July 29, 2026
服部 希代野 hattori_kiyono
静岡市出身。早稲田大学文学部卒業後、東京写真学園にて、写真を学ぶ。出版社スタジオ勤務後、広告、音楽関係のカメラマンのアシスタントを経て、2013年、独立。雑誌広告中心にファッション、ポートレート、フード、旅など幅広く撮影。ライフワークは民藝や道具、手仕事。
タイとミャンマーの両国にまたがる地域に暮らす少数民族のカレン族。少数民族としては人口が多く、現代では多様な生活を送るようになる中でも、農耕や家畜の飼育を中心に伝統的な生活を営んでいる人々がいる。カレン族の文化を示す1つが伝統的な衣装で、男女などの属性によって色や形状が異なる貫頭衣を着用する。またコメや野菜を基本とした伝統料理からも、彼らの生活と文化を垣間見ることができる。
写真家の服部希代野氏は、チェンマイから離れた土地に暮らすカレン族を訪ね、伝統的な藍染を体験した。その後に招かれた台所では、料理を作り、家族で食卓を囲む日常に触れた。

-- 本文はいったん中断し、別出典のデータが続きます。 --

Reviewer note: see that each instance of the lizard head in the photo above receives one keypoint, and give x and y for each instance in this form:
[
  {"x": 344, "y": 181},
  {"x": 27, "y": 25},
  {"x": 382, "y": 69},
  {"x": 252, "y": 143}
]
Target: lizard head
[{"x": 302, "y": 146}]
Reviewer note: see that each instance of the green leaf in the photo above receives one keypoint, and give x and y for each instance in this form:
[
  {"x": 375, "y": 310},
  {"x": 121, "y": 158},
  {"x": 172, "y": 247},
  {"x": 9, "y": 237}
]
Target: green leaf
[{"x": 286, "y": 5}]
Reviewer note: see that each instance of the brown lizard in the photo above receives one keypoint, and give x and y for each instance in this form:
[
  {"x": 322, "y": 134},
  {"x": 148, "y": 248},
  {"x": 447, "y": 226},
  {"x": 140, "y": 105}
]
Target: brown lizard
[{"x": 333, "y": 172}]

布を染める手、食べ物をこしらえる手。その一つひとつの所作には、自然から受け取ったものを暮らしへとつないでいく、祈りにも似た静けさがある。連載の第1回では、湯気の向こうに服部氏が見つけた、カレン族の暮らしの温もりを紹介する。
ふとした日常の美しさを切り取ったような、旅でした。
料理を教えてもらいにある家庭に、チェンマイから車で2時間のカレン族のご自宅にお邪魔させてもらった。
雨季のチェンマイは日本ほどジメジメしていない。
木のご自宅はとても居心地が良い。

照明は無く、窓からほのかに入ってくる光で過ごした。



料理を作っている途中で子供たちが帰ってきた。
その無邪気な笑い声に、雨の音がやさしく重なる。
ラジオから流れる懐かしい民謡が、心地よい。遠い日の記憶をそっと揺り起こす。
窓からさす微かでやわらかだけれども確かにそこにある光。雨で濡れた土の匂いのする帰り道や、雨上がりに少しずつ光がさしていく故郷の景色を、想起させた。

窓辺では、ねこが静かに雨を見つめている。その穏やかな横顔は雨音をよりやさしいものにしてくれている。



ご飯の炊ける湯気がゆらりと立ちのぼり、日々のあわいをやさしく満たしていく。

雨音、子どもたちの笑い声、民謡の旋律、ねこの気配、そして湯気のぬくもり。さまざまな音や情景がひとつの調べとなって響き合い、心はいつしか深い安らぎの中へとほどけていく。









素朴で優しく何気ないひととき。
けれど、その何気ないひとときこそが、かけがえのない日常だった。そこには確かに、暮らしの幸せが息づいていた。


中央 ジョーパッカード (Cho Phakkad) 青菜と豚肉を煮込み、タマリンドや魚醤で味付けした料理。
右下 カイジャオ たっぷりのラードで揚げ焼きした卵焼き


投票所に向かう途中のご近所の方々。
日常に鮮やかな民族衣装を纏っている。